カーボンニュートラルのためのグリーン燃料と化学品
= 刊行にあたって =

 約50年前の1971年の世界のCO2の排出量は141億トンであった。2000年には231億トンに増加し、2019年には336億トンになってしまった。CO2の排出量は、50年間で2.4倍にも増加し、更に増加を続けている。この数年間、地球温暖化による熱波や大洪水など異常気象現象が世界各地で頻繁に起こっている。温暖化ガスであるCO2の発生量を2050年までには実質ゼロにしなければ人類だけでなく地球上のあらゆる生命体の生存が危うくなる恐れがある。CCS(CO2の地下貯留)や化石資源を使わない原子力発電によるCO2削減対策は、地震の多い日本では、地政学上困難である。バイオマスも豊富にない。日本がCO2を削減するには、可能な限り太陽光や風力による再生可能エネルギーを導入し、CCUによりCO2をリサイクルして燃料や化学品を製造することである。幸いなことに、世界では太陽光発電コストが急速に安価になりつつあり、アルカリ電解だけでなく、固体高分子型(PEM)や固体酸化物形(SOEC)による電解水素の製造が工業化し始めた。メタンの熱分解によるターコイズ水素も工業化されつつある。欧州では、ロシアのウクライナ侵攻により、ロシアに依存しないエネルギーの自給が加速されている。

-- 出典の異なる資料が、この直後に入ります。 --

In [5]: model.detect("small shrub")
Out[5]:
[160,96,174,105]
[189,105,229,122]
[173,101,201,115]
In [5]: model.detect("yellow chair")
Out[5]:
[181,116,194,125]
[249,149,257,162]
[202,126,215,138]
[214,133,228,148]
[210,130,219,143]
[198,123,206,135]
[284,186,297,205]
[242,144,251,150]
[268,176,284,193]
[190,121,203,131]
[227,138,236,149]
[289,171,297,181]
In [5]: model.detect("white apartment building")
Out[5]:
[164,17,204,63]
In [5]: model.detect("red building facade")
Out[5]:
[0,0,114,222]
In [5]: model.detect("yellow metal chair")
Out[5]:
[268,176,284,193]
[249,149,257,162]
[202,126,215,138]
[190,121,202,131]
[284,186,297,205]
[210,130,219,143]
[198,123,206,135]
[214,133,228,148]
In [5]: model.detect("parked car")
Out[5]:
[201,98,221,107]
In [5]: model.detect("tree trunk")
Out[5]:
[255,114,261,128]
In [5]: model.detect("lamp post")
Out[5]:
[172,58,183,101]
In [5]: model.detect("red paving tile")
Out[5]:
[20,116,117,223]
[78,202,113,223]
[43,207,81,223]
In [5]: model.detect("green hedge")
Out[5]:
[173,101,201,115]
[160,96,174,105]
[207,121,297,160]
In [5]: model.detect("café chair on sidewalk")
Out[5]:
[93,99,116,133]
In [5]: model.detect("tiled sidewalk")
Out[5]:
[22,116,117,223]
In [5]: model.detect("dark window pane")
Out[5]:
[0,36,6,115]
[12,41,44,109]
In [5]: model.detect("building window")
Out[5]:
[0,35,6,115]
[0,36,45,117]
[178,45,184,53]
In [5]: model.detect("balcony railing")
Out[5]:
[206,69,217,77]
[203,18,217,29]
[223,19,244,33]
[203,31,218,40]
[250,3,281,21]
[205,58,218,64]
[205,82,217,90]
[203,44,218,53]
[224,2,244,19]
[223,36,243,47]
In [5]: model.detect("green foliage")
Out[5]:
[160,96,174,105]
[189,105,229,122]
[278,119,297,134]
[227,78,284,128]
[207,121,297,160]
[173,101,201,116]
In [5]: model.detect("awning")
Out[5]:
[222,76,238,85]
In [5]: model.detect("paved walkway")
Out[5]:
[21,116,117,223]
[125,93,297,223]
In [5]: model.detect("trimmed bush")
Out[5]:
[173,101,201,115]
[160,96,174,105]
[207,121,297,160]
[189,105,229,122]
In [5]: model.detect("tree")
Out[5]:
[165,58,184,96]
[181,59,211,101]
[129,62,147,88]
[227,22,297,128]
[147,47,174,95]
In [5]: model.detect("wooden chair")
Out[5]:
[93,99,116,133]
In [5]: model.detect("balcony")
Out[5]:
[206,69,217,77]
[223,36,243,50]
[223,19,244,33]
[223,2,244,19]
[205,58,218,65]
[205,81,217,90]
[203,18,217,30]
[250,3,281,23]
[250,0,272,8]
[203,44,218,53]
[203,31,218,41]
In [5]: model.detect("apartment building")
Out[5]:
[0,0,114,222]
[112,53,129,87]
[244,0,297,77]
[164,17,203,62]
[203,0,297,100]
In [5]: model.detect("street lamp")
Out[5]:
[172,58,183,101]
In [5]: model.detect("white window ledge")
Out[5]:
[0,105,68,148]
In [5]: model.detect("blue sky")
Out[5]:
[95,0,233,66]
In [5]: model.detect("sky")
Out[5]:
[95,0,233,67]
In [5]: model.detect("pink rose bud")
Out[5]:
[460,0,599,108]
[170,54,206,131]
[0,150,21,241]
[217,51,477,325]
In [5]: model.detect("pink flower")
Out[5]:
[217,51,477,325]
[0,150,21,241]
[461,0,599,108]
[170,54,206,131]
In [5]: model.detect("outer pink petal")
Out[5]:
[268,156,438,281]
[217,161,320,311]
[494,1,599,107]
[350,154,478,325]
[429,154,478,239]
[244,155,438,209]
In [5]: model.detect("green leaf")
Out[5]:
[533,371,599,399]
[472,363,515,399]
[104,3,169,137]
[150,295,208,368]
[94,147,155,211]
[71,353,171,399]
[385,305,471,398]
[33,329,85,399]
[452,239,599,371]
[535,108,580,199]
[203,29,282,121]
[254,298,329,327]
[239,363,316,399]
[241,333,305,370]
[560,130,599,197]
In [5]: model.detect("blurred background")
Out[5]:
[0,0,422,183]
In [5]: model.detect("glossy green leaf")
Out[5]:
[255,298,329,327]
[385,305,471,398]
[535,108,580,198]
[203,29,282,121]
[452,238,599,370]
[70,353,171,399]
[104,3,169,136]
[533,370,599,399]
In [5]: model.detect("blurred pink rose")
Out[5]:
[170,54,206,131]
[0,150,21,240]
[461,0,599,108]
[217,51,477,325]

 日本の推進するエネルギー対策のための第6次エネルギー基本計画には、太陽光や、風力を用いた再生可能エネルギーを従来の倍以上大幅に導入することが示されている。再生可能エネルギーは不安定であるため、大量の余剰エネルギーが生じる。安価な再生可能エネルギーや余剰エネルギーを水素に転換し、CO2と反応させることによって、カーボンフリーのメタンや航空燃料等の液体燃料、そして化学品原料を製造することができる。石油化学の象徴でもある化石資源のナフサを用いた熱分解によるエチレンセンターはCO2と再エネ水素を原料とした新たな化学センターに変貌することが予想される。プラスチックは化石資源ではなく、リサイクルとバイオマスやCO2から製造されることになる。国内で不足するエネルギーは、海外の再生可能エネルギーをアンモニアやMCHなどのエネルギーキャリアを用いて輸入することになる。日本はエネルギーや化学品原料である化石資源を海外から輸入して高度成長してきた。しかし、これからのエネルギーや化学品原料は自ら日本又は海外で製造しなければならない。燃料や化学品を自製するという今までに体験したことのない変換を成し遂げなければならない。

 そのためにはグリーン燃料とグリーン化学品製造の国内外の最新技術を知り、日本のカーボンニュートラル実現に必要な技術の開発を急がなければならない。

 そのためにこの拙著が何らかのお役に立てることができればこの上ない幸せである。